Evidence for extraterrestrial origins of life

We know that life has taken a long and winding path from the first single-celled organisms to its strange neighborhood with too many sticky substances, but how did life get there in the first place?

Possible answers to the origin of life include the heat and pressure of deep-sea thermal vents, the rapid onset of lightning, and the structure of DNA fallen on clay beds (as boring as it may be, many mythologies talk about humans being created from clay, probably because it’s poetic).

Another possible solution is that life was brought here from space by a comet or asteroid. “Panspermia”, the idea that the Earth has been seeded with life from another world.

It’s a useless idea, because it just says that life can jump from rock to rock and doesn’t explain the genesis of life. However, this is not the only space-centric proposal for the origin of life.

New research from the University of Hawaii provides “compelling evidence” that a key component of life, phosphorus oxoacids, building blocks of chromosomes and essential to life’s ability to self-replicate, comes from space.

Until this research, it was not known how these essential building blocks came into existence. According to this research, the conditions on a comet are ideal for creating oxoacids of phosphorus:

Deadly poisons, phosphine, ice and carbon dioxide, which rush in the dark and are burned and deformed by radiation. That’s a recipe for a delicious stew, right there.

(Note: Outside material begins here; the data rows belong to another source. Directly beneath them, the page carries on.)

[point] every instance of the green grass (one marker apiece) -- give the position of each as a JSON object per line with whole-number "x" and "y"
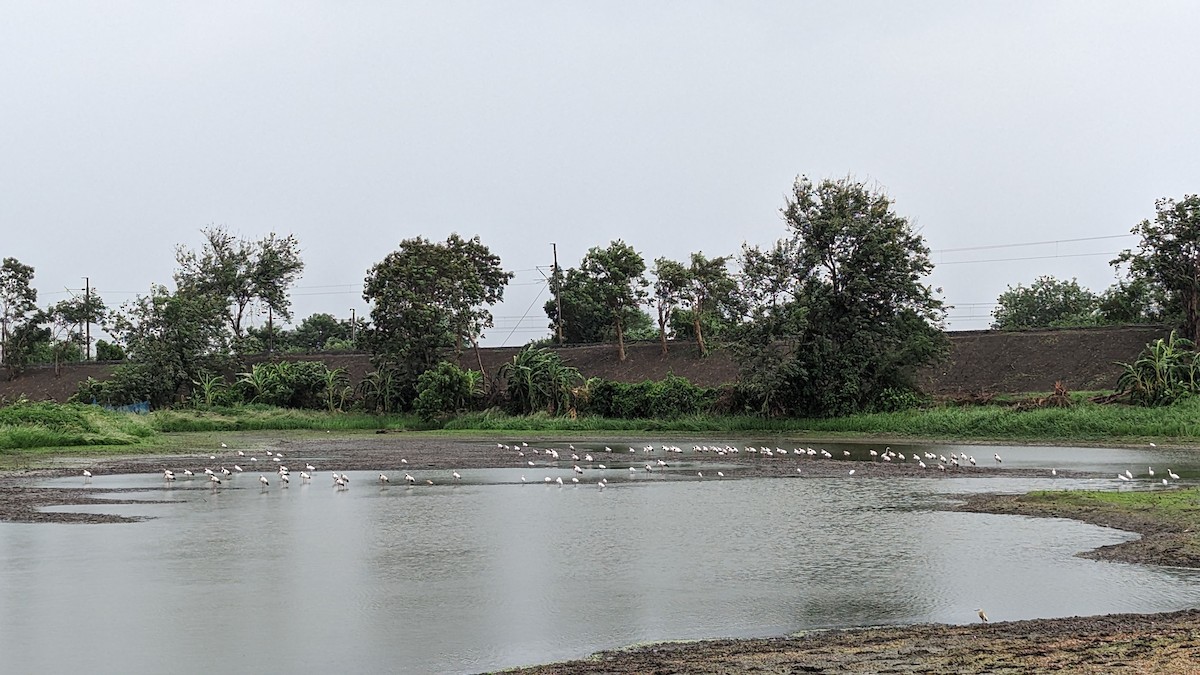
{"x": 25, "y": 425}
{"x": 258, "y": 418}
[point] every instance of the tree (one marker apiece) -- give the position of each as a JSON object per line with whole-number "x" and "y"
{"x": 849, "y": 281}
{"x": 1168, "y": 258}
{"x": 172, "y": 340}
{"x": 586, "y": 318}
{"x": 239, "y": 272}
{"x": 709, "y": 285}
{"x": 18, "y": 303}
{"x": 671, "y": 279}
{"x": 616, "y": 275}
{"x": 427, "y": 299}
{"x": 1048, "y": 302}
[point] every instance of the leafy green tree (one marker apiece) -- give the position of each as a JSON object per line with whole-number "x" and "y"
{"x": 108, "y": 351}
{"x": 1168, "y": 258}
{"x": 616, "y": 275}
{"x": 671, "y": 279}
{"x": 18, "y": 306}
{"x": 172, "y": 340}
{"x": 847, "y": 281}
{"x": 239, "y": 272}
{"x": 443, "y": 389}
{"x": 586, "y": 318}
{"x": 709, "y": 286}
{"x": 1165, "y": 370}
{"x": 429, "y": 299}
{"x": 1048, "y": 302}
{"x": 538, "y": 380}
{"x": 1132, "y": 302}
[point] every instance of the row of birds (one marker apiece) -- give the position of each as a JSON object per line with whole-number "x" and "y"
{"x": 341, "y": 481}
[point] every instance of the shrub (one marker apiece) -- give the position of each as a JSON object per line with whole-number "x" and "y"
{"x": 443, "y": 389}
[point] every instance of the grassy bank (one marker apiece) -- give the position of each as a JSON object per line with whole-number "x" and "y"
{"x": 48, "y": 425}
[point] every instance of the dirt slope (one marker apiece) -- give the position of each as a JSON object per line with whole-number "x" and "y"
{"x": 979, "y": 360}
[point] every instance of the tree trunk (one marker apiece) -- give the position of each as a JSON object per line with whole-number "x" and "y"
{"x": 700, "y": 336}
{"x": 479, "y": 359}
{"x": 663, "y": 332}
{"x": 621, "y": 342}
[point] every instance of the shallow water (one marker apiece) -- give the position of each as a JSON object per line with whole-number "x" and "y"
{"x": 492, "y": 573}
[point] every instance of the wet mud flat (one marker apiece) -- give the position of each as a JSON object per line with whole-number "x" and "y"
{"x": 1161, "y": 643}
{"x": 1117, "y": 643}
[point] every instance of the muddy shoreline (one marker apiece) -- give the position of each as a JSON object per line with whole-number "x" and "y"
{"x": 1162, "y": 643}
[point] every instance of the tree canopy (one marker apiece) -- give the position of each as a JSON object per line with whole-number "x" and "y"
{"x": 239, "y": 272}
{"x": 616, "y": 278}
{"x": 837, "y": 314}
{"x": 1168, "y": 261}
{"x": 429, "y": 299}
{"x": 1048, "y": 302}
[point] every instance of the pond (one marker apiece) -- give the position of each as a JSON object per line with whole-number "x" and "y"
{"x": 491, "y": 572}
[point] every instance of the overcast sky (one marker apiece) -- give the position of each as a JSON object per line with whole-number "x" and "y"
{"x": 125, "y": 127}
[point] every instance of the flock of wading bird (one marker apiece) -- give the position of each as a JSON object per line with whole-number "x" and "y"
{"x": 552, "y": 458}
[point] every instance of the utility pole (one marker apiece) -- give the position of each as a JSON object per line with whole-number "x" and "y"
{"x": 87, "y": 318}
{"x": 558, "y": 297}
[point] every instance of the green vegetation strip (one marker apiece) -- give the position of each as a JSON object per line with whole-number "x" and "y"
{"x": 25, "y": 425}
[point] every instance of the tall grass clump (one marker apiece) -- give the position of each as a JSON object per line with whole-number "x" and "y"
{"x": 45, "y": 424}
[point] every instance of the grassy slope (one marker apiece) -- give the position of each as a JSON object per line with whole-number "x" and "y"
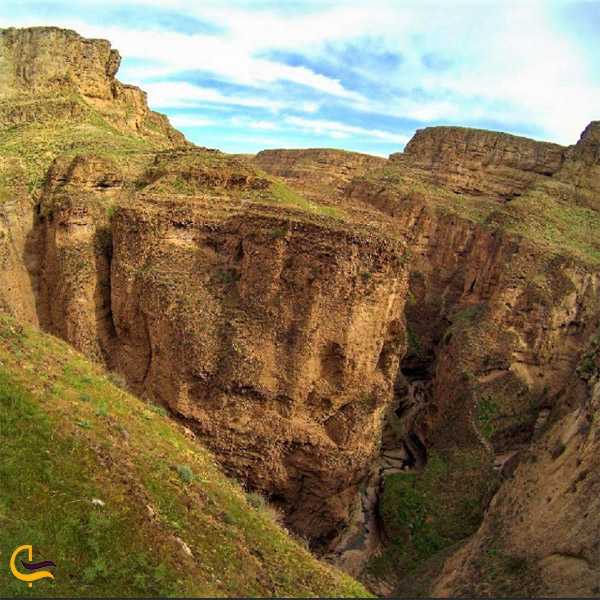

The paper, published in the journal Nature Communications, details an experiment in which the researchers recreated conditions that might be found on a comet.

They made artificial ice in space and exposed it to the same kinds of radiation found outside the warm cover of our atmosphere.

This caused chemical reactions that ended up spitting out exactly what the researchers expected to find:

Phosphorus oxoacids like those that make up chromosomes. The article’s lead author, Andrew Turner, tells us about the experience:

“On Earth, phosphine is lethal to living things, but in mid-space, the exotic chemistry of phosphine can promote unusual chemical reaction pathways to initiate the formation of bioreactive molecules like phosphorus oxoacids, which could possibly trigger the molecular evolution of life as we know it. »

Cornelia Meinert of the University of Nice in France, who collaborated on this work, commented:

“Since comets at least partially contain the remnants of the protoplanetary disk material that formed our solar system, these compounds could be traced to wherever phosphine is available in sufficient quantities in interstellar ices. »

If this is the true origin of life on Earth, it combines many elements of other proposed theories. And that last point would mean that at least some life is extraterrestrial.